A expansão pastoril propiciou o surgimento de um novo tipo de colono, o fazendeiro de gado. Em média, cada fazenda possuía três léguas de comprimento por uma de largura, sem cercas e separadas por uma légua de terras que permaneciam sem donos. No entanto, a facilidade na obtenção de terras, muitas vezes recebidas como sesmarias, determinou a concentração de imensas propriedades nas mãos de um só dono. Conforme registro do padre jesuíta Antonil, "o sertão da Bahia quase todo pertence a duas das principais famílias da mesma cidade, que são a da Torre (os d'Ávila) e a do defunto mestre do campo Antônio Guedes de Brito". Os d'Ávila, os senhores da Casa da Torre, chegaram a ter dúzias de fazendas na margem esquerda do São Francisco, enquanto os herdeiros de Guedes de Brito ocupavam a margem oposta, até o Rio das Velhas.

Garcia d'Ávila, patriarca da família, chegou à colônia com o primeiro governador-geral, Tomé de Sousa, de quem recebeu sesmaria, iniciando sua criação com 200 cabeças de gado. À medida que o rebanho crescia, recebia mais terras para pastagens. Os d'Ávila tornaram-se grandes proprietários de terra e ficaram conhecidos como os senhores da Casa da Torre, por habitarem uma construção imponente em forma de castelo, cujas ruínas ainda demonstram a sua grandiosidade.

Montar uma fazenda não exigia grandes investimentos. As instalações eram simples.
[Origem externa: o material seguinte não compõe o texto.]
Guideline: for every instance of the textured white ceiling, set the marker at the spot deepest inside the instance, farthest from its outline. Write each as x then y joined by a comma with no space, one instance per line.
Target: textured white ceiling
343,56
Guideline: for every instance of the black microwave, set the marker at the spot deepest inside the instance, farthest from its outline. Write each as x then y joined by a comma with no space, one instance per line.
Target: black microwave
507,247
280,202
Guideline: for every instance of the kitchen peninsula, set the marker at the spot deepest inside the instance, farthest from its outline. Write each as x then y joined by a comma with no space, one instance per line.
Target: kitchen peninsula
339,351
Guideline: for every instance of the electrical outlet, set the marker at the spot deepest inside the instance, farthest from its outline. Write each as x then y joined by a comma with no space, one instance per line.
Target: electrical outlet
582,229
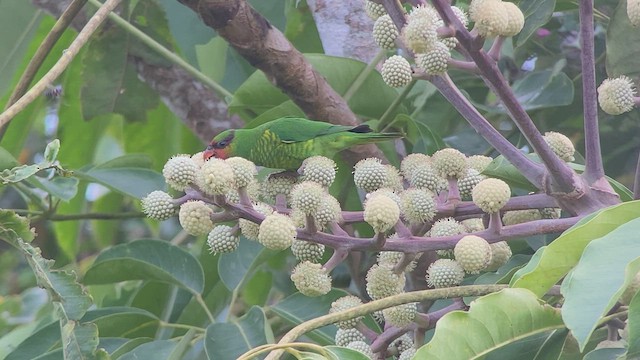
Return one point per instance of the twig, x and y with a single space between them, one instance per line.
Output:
593 167
67 56
41 54
361 310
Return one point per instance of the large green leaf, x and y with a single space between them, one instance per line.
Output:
633 328
595 284
493 321
111 80
554 261
623 44
258 94
298 308
147 260
128 174
227 341
536 13
235 267
61 285
124 322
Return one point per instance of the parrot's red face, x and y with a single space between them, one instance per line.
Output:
218 148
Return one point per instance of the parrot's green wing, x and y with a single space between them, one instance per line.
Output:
292 129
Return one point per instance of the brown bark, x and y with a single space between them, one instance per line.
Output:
195 104
267 49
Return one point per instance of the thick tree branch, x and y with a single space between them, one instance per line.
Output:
199 107
266 48
594 170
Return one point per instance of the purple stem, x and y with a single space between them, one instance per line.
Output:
593 167
636 182
532 171
561 174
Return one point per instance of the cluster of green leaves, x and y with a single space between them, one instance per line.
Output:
141 296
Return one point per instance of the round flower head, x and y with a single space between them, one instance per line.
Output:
633 12
373 10
346 303
311 279
381 212
244 171
307 251
180 172
195 218
198 159
250 229
561 145
479 162
319 169
418 205
490 195
396 71
383 282
345 336
520 216
158 205
491 18
420 34
449 163
215 177
276 232
467 183
425 177
444 273
370 174
411 162
436 61
274 185
617 95
401 315
222 239
473 253
307 196
516 19
361 347
500 254
385 32
473 225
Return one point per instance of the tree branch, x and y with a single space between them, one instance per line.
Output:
594 170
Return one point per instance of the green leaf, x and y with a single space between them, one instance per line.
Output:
14 227
125 322
538 90
40 342
596 283
536 13
297 308
492 322
51 151
556 259
258 94
61 285
623 44
230 340
633 328
80 341
127 175
147 260
235 267
157 350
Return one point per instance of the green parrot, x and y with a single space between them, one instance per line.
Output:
285 142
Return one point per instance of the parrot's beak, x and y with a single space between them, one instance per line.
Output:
208 154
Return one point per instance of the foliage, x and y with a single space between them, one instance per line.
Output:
77 164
Bastava uma pequena casa coberta de palha, currais e algumas cabeças de gado. A mão de obra era reduzida. Era formada pelo vaqueiro e seus auxiliares, "os fábricas". O proprietário, em geral, morava longe, às vezes em seu engenho no litoral, e mantinha pouco contato com sua propriedade. O vaqueiro dirigia a fazenda, recebendo um percentual das crias ao final de cinco anos.

Recebendo em cabeças de gado, alguns vaqueiros conseguiram instalar-se por conta própria em terras adquiridas ou arrendadas aos grandes senhores de sesmarias do sertão. Assim formavam seu curral. Criavam-se também cavalos, indispensáveis aos vaqueiros, que precisavam percorrer grandes distâncias para tomar conta do gado, que vivia solto.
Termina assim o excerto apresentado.